Come coloro che hanno seguito il programma, Ruffini ha provato tante emozioni durante lo show, tanto criticato dai vertici Rai. Evidentemente la formula vincente è stata raccontare la realtà che gli altri hanno paura di affrontare:

Sono felice per quello che è successo ieri. Come tanti, tantissimi italiani, mi sono ritrovato a ridere, a pensare, a commuovermi. E a riflettere anche sulla televisione, sul senso del servizio pubblico. La libertà non è nemica della buona televisione. E una TV diversa è possibile.

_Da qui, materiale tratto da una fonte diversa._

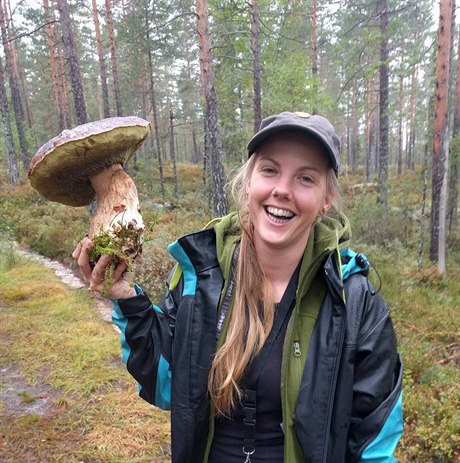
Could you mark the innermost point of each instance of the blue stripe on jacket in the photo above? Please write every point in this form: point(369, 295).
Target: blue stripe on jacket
point(381, 449)
point(163, 383)
point(188, 270)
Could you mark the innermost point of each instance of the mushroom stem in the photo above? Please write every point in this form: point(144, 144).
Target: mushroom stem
point(117, 214)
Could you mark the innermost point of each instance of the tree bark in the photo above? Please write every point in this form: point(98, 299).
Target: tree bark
point(72, 59)
point(113, 58)
point(172, 151)
point(100, 55)
point(154, 109)
point(62, 80)
point(11, 161)
point(210, 97)
point(440, 128)
point(410, 161)
point(14, 88)
point(256, 71)
point(400, 124)
point(314, 38)
point(382, 187)
point(53, 67)
point(354, 148)
point(17, 66)
point(452, 207)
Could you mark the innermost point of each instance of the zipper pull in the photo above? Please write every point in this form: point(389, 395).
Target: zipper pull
point(296, 346)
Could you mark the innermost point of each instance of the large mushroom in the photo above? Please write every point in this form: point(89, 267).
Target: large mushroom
point(86, 163)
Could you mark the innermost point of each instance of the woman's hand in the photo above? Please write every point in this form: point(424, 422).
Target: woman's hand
point(95, 276)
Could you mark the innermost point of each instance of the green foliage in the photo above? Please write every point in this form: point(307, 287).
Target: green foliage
point(424, 305)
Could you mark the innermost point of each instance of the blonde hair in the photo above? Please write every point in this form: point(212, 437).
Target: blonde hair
point(252, 315)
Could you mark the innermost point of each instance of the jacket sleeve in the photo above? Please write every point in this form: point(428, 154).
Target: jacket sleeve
point(147, 332)
point(376, 421)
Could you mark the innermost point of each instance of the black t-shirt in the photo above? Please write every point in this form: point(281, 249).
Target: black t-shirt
point(228, 439)
point(229, 433)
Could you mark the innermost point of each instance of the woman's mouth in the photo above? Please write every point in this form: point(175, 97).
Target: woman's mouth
point(279, 215)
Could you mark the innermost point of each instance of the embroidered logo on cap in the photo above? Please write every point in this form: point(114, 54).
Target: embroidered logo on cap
point(303, 115)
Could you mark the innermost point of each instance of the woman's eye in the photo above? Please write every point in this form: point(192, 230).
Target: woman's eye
point(306, 179)
point(268, 170)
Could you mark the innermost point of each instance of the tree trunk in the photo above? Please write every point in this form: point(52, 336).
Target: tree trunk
point(209, 91)
point(100, 55)
point(62, 80)
point(14, 88)
point(154, 111)
point(172, 151)
point(400, 124)
point(452, 207)
point(17, 65)
point(53, 67)
point(382, 187)
point(354, 148)
point(314, 38)
point(372, 130)
point(410, 162)
point(440, 122)
point(13, 172)
point(113, 57)
point(256, 72)
point(72, 59)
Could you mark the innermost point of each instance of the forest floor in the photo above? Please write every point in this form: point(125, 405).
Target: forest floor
point(16, 395)
point(65, 395)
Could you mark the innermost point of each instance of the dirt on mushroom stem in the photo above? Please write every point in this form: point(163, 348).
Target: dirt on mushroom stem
point(117, 228)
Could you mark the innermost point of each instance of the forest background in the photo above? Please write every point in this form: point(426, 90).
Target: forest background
point(385, 72)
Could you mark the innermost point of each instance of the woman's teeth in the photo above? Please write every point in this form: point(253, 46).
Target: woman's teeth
point(279, 215)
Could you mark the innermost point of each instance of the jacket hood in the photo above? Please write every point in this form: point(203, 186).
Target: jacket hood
point(325, 237)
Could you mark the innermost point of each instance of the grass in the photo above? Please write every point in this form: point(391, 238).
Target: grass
point(54, 337)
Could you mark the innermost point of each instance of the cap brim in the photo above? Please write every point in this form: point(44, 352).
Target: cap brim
point(260, 137)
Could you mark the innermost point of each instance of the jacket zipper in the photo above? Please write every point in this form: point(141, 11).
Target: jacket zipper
point(338, 356)
point(297, 351)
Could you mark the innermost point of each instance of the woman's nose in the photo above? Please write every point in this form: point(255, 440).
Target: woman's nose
point(282, 188)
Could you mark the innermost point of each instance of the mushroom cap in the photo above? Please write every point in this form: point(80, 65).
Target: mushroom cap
point(61, 168)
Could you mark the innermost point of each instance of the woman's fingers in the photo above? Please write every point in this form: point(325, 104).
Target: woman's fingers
point(120, 269)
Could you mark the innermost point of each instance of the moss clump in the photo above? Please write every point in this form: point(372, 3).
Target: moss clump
point(122, 244)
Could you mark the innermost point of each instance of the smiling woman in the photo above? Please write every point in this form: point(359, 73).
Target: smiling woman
point(270, 344)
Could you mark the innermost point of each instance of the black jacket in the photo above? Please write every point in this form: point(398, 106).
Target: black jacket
point(349, 404)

Per una volta tanto, la TV pubblica ha prevalso sui “programmi spazzatura“. Un segnale davvero forte se si considera la direzione in cui il settore televisivo si sta dirigendo: ovvero verso una TV fatta solo di reality e talent show. Non ci sarebbe più posto per l’informazione nuda e cruda.

Sorprendente anche il target raggiunto dal programma, che è riuscito a tenere incollato al teleschermo un pubblico adulto, giovane e addirittura anziano:

Sono felice del programma, di quello che ha raccontato e di come lo ha raccontato. E sono felice degli ascolti, per quello che significano, per quello che dimostrano, per quello che insegnano. Il programma è stato visto da un pubblico giovanissimo, giovane, adulto e anziano. E non è facile tenere insieme età così diverse per un tempo televisivo così lungo. Se tutto questo è stato possibile, lo dobbiamo tutti, io per primo, a chi ci ha creduto nonostante tutto. Grazie!